Un livre à ne pas lire en période de dépression, donc, mais à lire néanmoins.
Primo Levi aborde ici un aspect méconnu de la Résistance anti-nazis pendant la deuxième Guerre mondiale: la présence de partisans juifs dans les rangs des combattants. Je dois dire que je n'avais pas idée que quelques survivants juifs, au lieu de se cacher, ont réussi à prendre les armes et à organiser de petites poches de résistance (bien que je me demande s'il n'y a pas eu une expo sur le sujet à Paris il y a quelques années: est-ce que ça dit quelque chose à quelqu'un?). En fait, je ne savais même pas vraiment qu'il y avait eu de la résistance armée tout au long de la guerre au cœur même du Reich: exception faite de la révolte du ghetto de Varsovie, il me semble que cet aspect est laissé de côté dans les livres d'histoire.
Cette résistance me semble d'autant plus admirable qu'elle s'est faite dans des pays occupés depuis des années et complètement ravagés par la guerre. À côté de la Pologne, un pays comme la France était épargné: il me semble donc qu'il fallait encore plus de mérite et de courage pour décider de prendre le maquis là-bas qu'ici... Ajoutons à cela que ces pauvres Juifs devaient affronter l'antisémitisme ambiant, les paysans et les autres partisans n'ayant, globalement, aucune envie de les laisser approcher.
Je préciserai à ce sujet que, contrairement au film Shoah que j'ai trouvé assez bête et méchant de ce point de vue, Maintenant ou jamais ne se contente aucunement de montrer du doigt de supposés méchants Polonais anti-Juifs. Bien au contraire. Si Primo Levi dénonce l'antisémitisme sous toutes ses formes, il est capable, comme dans Si c'est un homme, de comprendre à quel point la guerre a ravagé les vies de tout le monde. Les paysans polonais, les soldats de l'Armée rouge et les Juifs planqués dans des bunkers forment un seul et même peuple de victimes, des naufragés comme dirait l'écrivain. Même les Allemands sont considérés comme des êtres humains et cela reste suffisamment rare pour être signalé...
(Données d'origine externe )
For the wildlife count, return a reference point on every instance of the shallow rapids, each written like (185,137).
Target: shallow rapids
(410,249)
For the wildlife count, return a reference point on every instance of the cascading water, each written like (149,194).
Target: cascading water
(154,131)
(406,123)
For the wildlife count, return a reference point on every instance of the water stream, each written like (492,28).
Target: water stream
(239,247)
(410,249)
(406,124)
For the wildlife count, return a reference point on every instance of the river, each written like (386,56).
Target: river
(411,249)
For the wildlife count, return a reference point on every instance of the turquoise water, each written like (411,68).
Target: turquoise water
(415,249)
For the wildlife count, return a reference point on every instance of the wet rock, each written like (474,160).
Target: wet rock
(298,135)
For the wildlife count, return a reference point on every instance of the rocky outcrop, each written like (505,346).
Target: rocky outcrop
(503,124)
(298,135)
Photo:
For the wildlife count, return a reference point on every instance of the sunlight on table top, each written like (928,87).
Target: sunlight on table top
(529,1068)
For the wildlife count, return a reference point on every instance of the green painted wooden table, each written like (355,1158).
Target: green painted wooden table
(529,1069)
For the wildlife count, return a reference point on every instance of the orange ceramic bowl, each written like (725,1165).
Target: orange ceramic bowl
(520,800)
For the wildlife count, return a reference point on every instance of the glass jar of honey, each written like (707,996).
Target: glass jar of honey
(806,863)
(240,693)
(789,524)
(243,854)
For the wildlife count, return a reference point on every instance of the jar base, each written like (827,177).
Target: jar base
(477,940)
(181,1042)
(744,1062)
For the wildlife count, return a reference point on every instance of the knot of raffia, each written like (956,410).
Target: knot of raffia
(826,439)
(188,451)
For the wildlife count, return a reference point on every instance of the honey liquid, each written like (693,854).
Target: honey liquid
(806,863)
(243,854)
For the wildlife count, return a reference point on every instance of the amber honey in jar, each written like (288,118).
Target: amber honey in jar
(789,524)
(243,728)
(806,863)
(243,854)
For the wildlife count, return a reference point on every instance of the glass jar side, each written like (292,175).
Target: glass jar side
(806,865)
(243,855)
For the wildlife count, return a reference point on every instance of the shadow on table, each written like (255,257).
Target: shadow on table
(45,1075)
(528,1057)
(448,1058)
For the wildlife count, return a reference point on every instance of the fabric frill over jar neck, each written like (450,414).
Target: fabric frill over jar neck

L'absurdité du combat est également montrée: si les nazis sont l'ennemi à combattre, la Guerre froide se fait déjà sentir et l'Armée rouge qui approche à grands pas n'est pas synonyme de libération. Et c'est peut-être le plus triste dans ce livre, cette impression glaçante que toute cette souffrance n'a vraiment aucune forme de sens et n'aura servi à rien. La Pologne sera en chaînes au moment même où elle sera libérée et le rêve des Juifs de s'installer en Palestine entraînera à son tour de nouveaux morts...
En revanche, la dignité modeste dont fait preuve la plupart des personnages m'a touchée et redonnerait presque foi en l'humanité. La question du titre d'origine – littéralement "Si ce n'est maintenant, quand?" – revient régulièrement à symboliser le choix rationnel pris dans l'irrationnel le plus complet: la situation étant ce qu'elle est, que dois-je faire? Si ce n'est moi qui lutte, qui le fera à ma place? Si ce n'est maintenant, quand sera-t-il temps de combattre contre le mal nazi et ses ravages?
Ces questions resteront sans réponse pour une lectrice telle que moi, qui n'a pas à faire ces choix dans sa petite vie tranquille de privilégiée, mais je crois que l'important est que Primo Levi les pose.
Un livre à ne pas lire en période de dépression, donc, mais à lire néanmoins.